Professor Parham, whose also the director of the Five College Digital Humanities, introduced the showcase by stating the necessity of having such an event. She mentioned how creating informal settings where individuals can comfortably share their works, generates better conversations and encourages people to be more involved in DH projects. She also emphasized the power of social media in establishing connections within the DH arena.
Unfortunately, I was only able to stay for two of the presentations, but I thought that the works done by these two speakers was really cool. The first was Professor Martin Norden, who is a film historian and a professor of communications at Umass. He teaches an interesting film course that utilizes multitudes of digital, online historical newspapers to convey to his students how history is ever changing. In the course syllabus, students are required to engage with past films in conjunction with articles that were produced at the time. It seemed like a really fascinating course, and I might even take it some time before I graduate.

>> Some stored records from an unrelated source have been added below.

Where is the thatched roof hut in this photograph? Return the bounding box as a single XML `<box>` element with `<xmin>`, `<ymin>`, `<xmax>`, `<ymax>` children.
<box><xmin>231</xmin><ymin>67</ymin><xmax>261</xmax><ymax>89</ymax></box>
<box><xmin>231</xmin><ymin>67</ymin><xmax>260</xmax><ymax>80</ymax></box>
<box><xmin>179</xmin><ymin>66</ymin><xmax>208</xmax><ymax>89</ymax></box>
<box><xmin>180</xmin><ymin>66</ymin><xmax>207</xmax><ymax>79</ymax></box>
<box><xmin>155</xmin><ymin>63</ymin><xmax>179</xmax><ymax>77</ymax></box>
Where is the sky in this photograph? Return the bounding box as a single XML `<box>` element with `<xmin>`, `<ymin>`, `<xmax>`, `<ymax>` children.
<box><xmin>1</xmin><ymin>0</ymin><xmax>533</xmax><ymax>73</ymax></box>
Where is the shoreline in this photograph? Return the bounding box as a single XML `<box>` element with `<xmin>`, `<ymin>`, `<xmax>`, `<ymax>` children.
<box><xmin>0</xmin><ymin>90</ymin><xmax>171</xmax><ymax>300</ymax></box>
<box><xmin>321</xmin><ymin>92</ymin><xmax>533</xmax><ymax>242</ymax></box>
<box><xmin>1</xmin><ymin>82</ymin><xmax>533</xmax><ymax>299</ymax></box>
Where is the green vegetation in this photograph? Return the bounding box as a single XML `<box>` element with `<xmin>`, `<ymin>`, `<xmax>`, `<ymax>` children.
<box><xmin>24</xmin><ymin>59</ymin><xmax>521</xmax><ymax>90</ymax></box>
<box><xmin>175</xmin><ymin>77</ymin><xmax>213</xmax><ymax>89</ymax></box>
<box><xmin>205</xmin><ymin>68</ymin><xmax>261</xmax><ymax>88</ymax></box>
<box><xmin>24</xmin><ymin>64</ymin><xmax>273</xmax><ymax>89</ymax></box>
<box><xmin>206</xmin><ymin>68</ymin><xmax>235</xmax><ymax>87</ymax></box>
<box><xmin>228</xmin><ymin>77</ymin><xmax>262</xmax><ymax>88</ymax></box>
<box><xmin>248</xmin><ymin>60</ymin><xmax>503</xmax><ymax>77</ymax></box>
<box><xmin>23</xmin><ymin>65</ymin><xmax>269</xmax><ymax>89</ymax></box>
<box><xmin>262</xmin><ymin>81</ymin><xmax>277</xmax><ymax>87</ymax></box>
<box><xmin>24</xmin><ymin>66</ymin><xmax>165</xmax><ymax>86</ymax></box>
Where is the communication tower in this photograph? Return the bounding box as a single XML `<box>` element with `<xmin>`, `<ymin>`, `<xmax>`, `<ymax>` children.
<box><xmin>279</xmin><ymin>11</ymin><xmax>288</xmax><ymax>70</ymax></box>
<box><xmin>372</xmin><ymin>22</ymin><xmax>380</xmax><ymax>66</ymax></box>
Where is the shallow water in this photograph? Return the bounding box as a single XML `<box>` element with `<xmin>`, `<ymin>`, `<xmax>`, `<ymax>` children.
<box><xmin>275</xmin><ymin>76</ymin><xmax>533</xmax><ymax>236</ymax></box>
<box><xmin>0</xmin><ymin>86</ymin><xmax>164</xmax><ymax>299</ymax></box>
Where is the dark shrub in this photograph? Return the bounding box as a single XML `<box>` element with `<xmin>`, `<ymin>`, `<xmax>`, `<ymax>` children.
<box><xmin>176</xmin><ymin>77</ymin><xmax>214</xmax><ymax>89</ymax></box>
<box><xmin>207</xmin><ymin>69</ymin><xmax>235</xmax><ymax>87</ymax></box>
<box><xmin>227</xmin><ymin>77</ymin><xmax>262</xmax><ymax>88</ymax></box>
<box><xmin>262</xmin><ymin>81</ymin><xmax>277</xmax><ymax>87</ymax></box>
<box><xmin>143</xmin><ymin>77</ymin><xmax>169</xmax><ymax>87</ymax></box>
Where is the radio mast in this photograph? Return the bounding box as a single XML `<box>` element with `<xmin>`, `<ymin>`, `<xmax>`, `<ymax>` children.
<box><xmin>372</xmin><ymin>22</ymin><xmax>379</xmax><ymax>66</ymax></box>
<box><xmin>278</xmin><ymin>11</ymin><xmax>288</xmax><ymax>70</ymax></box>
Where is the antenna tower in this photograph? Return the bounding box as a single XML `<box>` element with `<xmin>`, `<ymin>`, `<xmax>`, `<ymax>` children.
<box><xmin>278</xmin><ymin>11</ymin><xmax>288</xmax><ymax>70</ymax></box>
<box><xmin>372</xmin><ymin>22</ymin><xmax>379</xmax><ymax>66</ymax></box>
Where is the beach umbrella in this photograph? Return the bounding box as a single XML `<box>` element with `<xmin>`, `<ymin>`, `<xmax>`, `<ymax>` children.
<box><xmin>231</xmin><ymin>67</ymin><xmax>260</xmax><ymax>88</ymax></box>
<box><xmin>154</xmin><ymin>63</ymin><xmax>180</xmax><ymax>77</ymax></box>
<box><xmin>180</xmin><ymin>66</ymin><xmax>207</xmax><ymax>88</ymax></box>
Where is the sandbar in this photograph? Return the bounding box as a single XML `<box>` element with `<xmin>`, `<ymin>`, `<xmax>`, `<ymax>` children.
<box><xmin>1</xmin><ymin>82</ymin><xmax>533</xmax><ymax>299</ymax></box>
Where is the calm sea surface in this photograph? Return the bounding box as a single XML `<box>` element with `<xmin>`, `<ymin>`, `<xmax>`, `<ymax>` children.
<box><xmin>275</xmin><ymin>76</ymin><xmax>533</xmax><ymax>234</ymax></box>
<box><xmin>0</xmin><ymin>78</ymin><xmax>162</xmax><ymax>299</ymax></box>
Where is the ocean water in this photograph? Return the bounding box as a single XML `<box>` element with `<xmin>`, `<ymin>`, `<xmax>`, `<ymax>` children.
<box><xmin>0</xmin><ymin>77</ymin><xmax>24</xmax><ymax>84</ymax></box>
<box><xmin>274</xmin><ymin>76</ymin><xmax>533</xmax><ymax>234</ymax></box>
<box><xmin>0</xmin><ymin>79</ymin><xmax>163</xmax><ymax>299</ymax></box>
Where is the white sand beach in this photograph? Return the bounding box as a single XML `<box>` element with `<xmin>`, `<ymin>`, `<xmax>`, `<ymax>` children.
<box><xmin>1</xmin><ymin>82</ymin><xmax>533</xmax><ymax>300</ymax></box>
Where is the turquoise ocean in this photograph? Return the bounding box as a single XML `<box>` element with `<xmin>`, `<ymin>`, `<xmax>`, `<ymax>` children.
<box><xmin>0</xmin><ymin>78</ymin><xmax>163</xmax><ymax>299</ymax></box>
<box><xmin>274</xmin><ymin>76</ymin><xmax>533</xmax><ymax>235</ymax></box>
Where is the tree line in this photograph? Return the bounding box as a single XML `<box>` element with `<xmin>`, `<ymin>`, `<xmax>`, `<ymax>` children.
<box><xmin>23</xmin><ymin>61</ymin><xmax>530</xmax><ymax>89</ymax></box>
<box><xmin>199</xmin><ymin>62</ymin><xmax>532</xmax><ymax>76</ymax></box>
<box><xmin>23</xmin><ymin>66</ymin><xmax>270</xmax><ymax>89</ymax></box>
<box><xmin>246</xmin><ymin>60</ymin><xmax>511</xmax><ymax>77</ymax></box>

The second speaker was Alana Kumbier, a librarian for the Social Sciences and Digital Pedagogy at Hampshire College. She has been leading a DH project known as Zine Scenes, which will be offered as a course in the upcoming fall semester. Zine Scenes “evoke[s] the relational, highly interpersonal modes and cultures of zine dissemination and to help ‘digital natives’ understand what it was like to encounter and participate in communities of zine makers and readers before the spread of email, online social networks, and digitized collections.” Hampshire students have actually contributed to a lot of the project’s success, and the lead student, Norah, even got to present her piece in the beginning of the day. You can access the project here if you want to find out more.